Iran reverses women's 'liberation' as Muslim hard-line pressures grow

'It's the thin edge of the wedge," said a young Iranian translator in Tehran, brushing her hair to a shawl. "First they will force the women government employees into the hejjab, and then gradually they will make the rest of us do the same."

She was talking about the Iranian government's efforts to compel women government employees to weat the hejjab (Islamic veil), or at least a head scarf , when at work. Women attempting to protest the move in rallies and street demonstrations and by wearing black as a sign of mourning for their "lost rights" have been more or less silenced.

Some have lost their jobs. Others have been arrested for demonstrating illegally. The rest have gone to work with head scarves dutifully covering their hair.

The outcome is yet another indication of today's trend toward religious fundamentalism in Iran. The campaign by Westernized and largely middle-class Iranian women to retain and even expand their "liberated" status within the context of Ayatollah Khomeihi's Islamic revolution appears to be fizzling out.

The reasons are various.

In the eyes of Muslim devotees, a lack of "proper" dress is genuinely felt to be immodest. Probably the great majority of peasant of working-class Iranian women would concur with such a verdict.
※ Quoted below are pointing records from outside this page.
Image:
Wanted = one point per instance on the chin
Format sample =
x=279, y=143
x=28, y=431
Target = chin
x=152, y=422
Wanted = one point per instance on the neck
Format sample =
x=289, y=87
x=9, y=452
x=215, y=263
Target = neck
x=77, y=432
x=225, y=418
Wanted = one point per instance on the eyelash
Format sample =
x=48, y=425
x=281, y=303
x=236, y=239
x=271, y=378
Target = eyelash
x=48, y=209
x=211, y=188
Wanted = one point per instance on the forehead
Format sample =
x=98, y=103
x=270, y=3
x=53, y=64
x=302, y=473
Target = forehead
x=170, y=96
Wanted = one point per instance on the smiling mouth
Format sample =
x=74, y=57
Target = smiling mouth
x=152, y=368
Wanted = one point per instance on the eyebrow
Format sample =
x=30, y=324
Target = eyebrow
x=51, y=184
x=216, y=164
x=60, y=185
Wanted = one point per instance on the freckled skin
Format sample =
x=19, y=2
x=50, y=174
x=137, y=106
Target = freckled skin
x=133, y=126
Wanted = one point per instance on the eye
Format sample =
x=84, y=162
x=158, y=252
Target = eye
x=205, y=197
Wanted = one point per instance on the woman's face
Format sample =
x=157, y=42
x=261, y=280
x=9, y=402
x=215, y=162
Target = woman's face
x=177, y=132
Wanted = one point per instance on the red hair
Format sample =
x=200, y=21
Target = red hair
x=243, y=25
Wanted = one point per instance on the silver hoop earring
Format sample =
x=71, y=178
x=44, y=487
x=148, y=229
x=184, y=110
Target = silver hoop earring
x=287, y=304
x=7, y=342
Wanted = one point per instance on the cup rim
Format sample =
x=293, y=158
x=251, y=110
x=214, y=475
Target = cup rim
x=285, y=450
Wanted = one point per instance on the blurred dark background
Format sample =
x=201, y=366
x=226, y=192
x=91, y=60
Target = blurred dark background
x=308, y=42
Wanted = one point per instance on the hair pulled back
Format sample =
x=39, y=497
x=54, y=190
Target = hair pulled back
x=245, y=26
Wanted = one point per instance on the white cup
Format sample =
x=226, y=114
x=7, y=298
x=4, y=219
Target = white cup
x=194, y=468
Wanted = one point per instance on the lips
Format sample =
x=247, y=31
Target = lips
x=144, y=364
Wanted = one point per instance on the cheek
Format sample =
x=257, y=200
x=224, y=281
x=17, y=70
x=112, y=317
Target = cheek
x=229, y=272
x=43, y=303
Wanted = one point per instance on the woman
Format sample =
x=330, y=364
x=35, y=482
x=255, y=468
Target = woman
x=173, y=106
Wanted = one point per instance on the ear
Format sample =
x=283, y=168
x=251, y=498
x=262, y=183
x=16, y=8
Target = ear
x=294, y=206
At the same time, Western dress, like most other aspects of Western culture, has become associated with the much vilified regime of the two former shahs. Reza Shah, for instance, father of the monarch ousted last year, imposed a "liberation from the evil" half a century ago, often using brutal methods.

He ordered his police to go out into the streets and rip the veils, notably the chadors (long usually black, head-to-foot shawls leaving only eyes and part of the face uncovered), off any women wearing them. Hundreds of thousands of women thus "liberated" against their will and that of their families and husbands decided to stay what way if only to avoid a second insult in the streets.

The chador later became a symbol of the Khomeini-inspired revolution. Says Sadeq Khalkhali, the controversial Islamic judge:

"It is these Muslim women wearing the chador who helped to bring the revolution to victory. It is they who faced the bullets and tanks of the criminal Shah's forces and defeated them."

The message is clear. The middle-class Iranian women now so bitterly protesting the reimposition of the hejjab were not the ones who fought the revolution. They had better fall into line.

"I swear I was there too," said one middleclass Iranian woman to The Christian Science Monitor," out there among those hundreds of thousands of other people. Maybe not during the earlier demonstrations, but later when the numbers swelled I used to take my two children with me and join the demonstrations."

The woman, Zohreh (her name withheld on request), wore no head scarf as she spoke. She was a good example of a middle-class Iranian woman who has never worn any kind of veil since her childhood, whose husband does not want her to wear the hejjab, and who dresses in a typically Western style.

Her dress was modest by Western standards, but the lack of a head scarf made it "un-Islamic." Zohreh and other middle-class women like her are simply following in the footsteps of their mothers and grandmothers, who were "liberated" initially by Reza Shah.

Under the Khomeini regime's new dress code, all female fovernment office workers have been told to wear a hejjab or veil covering each women's head, neck , and shoulders.

Each must also wear long-sleeved dresses covering her arms up to the wrist. This, the officials explained, will do for the time being, until the President's office and the Revolutionary Council draw up a uniform dress for all women government employees. Such a garment is expected to be the same in design, but not necessarily in color, for all government offices and institutions.

"It could have been worse," said one young government employee. "Thank God they didn't ask us to wear the chador."

Some of the less fundamentalist Iranian clergymen, such as the late Ayatollah Mahmoud Taleghani, said shortly after the new regime came into existence that calling for the hejjab did not necessarily mean that women would have to wear the chador.

President Bani-Sadr says the hejjab helps to maintain the "respect and exalted position of women." This view is echoed by millions of Iranian women, such as Ayatollah Taleghani's daughter, Azam, now a member of the Iranian parliament.

Azam Taleghani believes in veiling herself in the strictest possible manner. She wears a flowing black chador. Yet she still manages to lead a very active political life, addressing public rallies, addressing numerous indoor meetings, and granting interviews to radio, television, and newspaper reporters -- many of them men.